On 9/19/2012 4:27 PM, Craig Weinberg wrote:
On Tuesday, September 18, 2012 7:14:17 PM UTC-4, stathisp wrote:
On Tue, Sep 18, 2012 at 1:43 PM, Craig Weinberg
<[email protected] <javascript:>> wrote:
>> No, the paper does *not* assume that there is a set of
functions that
>> if reproduced will will cause consciousness. It assumes that
something
>> like what you are saying is right.
>
>
> By assume I mean the implicit assumptions which are unstated in
the paper.
> The thought experiment comes out of a paradox arising from
assumptions about
> qualia and the brain which are both false in my view. I see the
brain as the
> flattened qualia of human experience.
Chalmer's position is that functionalism is true, and he states this
in the introduction, but this is not *assumed* in the thought
experiment. The thought experiment explicitly assumes that
functionalism is *false*; that consciousness is dependent on the
substrate and swapping a brain for a functional equivalent will not
necessarily give rise to the same consciousness or any consciousness
at all. Isn't that what you believe?
I believe that there is ontologically no such thing as a functional
equivalent of an organism by an inorganic mechanism. If you use stem
cells as the functional equivalent, then it could work fine. There is
no 'good enough' as a citeria for being alive.
>> And if it were possible to replicate the behaviour without the
>> experiences - i.e. make a zombie - it would be possible to make a
>> partial zombie, which lacks some experiences but behaves
normally and
>> doesn't realise that it lacks those experiences. Do you agree that
>> this is the implication? If not, where is the flaw in the
reasoning?
>
>
> The word zombie implies that you have an expectation of
consciousness but
> there isn't any. That is a fallacy from the start, since there
is not reason
> to expect a simulation to have any experience at all. It's not a
zombie,
> it's a puppet.
Replace the word "zombie" with "puppet" if that makes it easier to
understand.
I have no trouble understanding what you are saying.
> A partial zombie is just someone who has brain damage, and yes
if you tried
> to replace enough of a person's brain with a non-biological
material, you
> would get brain damage, dementia, coma, and death.

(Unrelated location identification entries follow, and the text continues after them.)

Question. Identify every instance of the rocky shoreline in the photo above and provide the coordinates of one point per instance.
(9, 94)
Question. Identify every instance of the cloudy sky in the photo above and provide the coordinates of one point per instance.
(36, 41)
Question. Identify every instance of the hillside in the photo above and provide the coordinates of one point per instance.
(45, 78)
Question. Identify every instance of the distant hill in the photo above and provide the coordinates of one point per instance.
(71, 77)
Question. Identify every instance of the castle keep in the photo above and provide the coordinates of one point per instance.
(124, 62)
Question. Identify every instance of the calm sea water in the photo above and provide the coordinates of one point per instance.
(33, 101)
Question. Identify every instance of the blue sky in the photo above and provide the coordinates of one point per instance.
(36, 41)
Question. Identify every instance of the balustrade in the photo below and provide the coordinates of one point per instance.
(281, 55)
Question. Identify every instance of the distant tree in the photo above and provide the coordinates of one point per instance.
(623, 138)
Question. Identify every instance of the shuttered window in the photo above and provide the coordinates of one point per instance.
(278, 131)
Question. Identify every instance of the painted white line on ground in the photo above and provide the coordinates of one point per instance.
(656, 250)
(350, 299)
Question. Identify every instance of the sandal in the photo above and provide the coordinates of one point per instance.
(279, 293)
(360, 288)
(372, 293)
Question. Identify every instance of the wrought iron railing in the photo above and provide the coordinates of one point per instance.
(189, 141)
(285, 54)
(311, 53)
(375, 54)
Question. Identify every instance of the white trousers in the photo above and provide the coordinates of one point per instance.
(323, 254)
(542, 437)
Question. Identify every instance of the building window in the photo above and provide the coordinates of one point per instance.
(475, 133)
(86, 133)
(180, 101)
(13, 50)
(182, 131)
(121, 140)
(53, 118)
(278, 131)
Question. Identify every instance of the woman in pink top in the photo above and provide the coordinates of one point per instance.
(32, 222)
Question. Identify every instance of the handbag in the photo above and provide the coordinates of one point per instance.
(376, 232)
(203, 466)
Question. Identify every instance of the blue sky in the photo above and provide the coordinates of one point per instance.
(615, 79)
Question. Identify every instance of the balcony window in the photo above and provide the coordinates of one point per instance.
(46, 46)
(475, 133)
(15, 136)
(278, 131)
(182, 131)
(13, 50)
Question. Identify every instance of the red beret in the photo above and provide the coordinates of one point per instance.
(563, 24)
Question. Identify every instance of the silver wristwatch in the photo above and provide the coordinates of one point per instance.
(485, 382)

Not if the puppet components perform the same purely mechanical
functions as the original components.
I am saying that consciousness is not a mechanical function, so it
makes no difference if you have a trillion little puppet strings
pushing dendrites around, there is still nothing there that
experiences anything as a whole.
In order for this to happen
according to the paper you have to accept that the physics of the
brain is in fact computable. If it is computable, then we can model
the behaviour of the brain,
Except that we can't, because the behavior of the brain is contingent
on the real experience of the person who is using that brain to
experience their life. You would have to model the entire cosmos and
separate out the experiences of a single person to model the brain.
although according to the assumptions in
the paper (which coincide with your assumptions)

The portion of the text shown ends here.